Hi @dakrone, any thoughts on my last comment? I'm wondering if your team has considered a configuration option to enable responding with a top-level 400 level HTTP error? For my system a 207 Multi-Status will probably not be noticed as an error since it's 200 level.

[jasontedor]

We are unlikely to add a configuration options for this. We prefer to keep the number of configuration options low, since it only adds complexity from a user-facing perspective, and from a maintenance perspective. A configuration option like this would have to be respected on a large number of APIs, old and new and that increases the surface area for bugs.

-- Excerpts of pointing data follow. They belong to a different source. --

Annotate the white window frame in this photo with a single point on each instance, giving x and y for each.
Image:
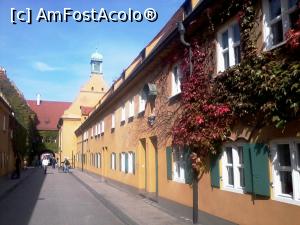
(123, 113)
(102, 127)
(99, 160)
(294, 169)
(178, 165)
(4, 122)
(236, 187)
(131, 108)
(267, 22)
(142, 101)
(123, 158)
(229, 49)
(113, 161)
(130, 162)
(113, 121)
(176, 80)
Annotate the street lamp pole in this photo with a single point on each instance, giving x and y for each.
(181, 30)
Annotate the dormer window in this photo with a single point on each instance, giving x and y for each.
(279, 16)
(229, 51)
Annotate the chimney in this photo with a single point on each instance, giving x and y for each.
(38, 99)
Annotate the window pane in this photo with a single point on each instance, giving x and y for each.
(293, 18)
(236, 33)
(292, 3)
(241, 156)
(229, 155)
(225, 40)
(286, 182)
(242, 177)
(275, 8)
(230, 175)
(298, 155)
(226, 59)
(283, 151)
(237, 54)
(277, 32)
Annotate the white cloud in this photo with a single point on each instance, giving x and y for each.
(44, 67)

I think that what is missing for me is that in your example, you have submitted a search request. Presumably you executed this search request to get back a response. The responses object contains the responses to each search request, and you have to parse this for the response to be useful. There is also an errors field there, that you can check quickly whether or not it contains any errors?

[danielsnider]

@jasontedor Thanks a lot for the reply. The reason I'm bugging you and that I cannot check quickly whether or not it contains any errors is because I'm building on someone else's tool (ReactiveSearch, related issue) and so I'd have to dive into their code base an figure out where to put the checking code. I've asked them to handle this and I'll ask again. Maybe it is a quick fix (for them).

[jaymode]

This issue would ultimately be handled as part of implementing #60442.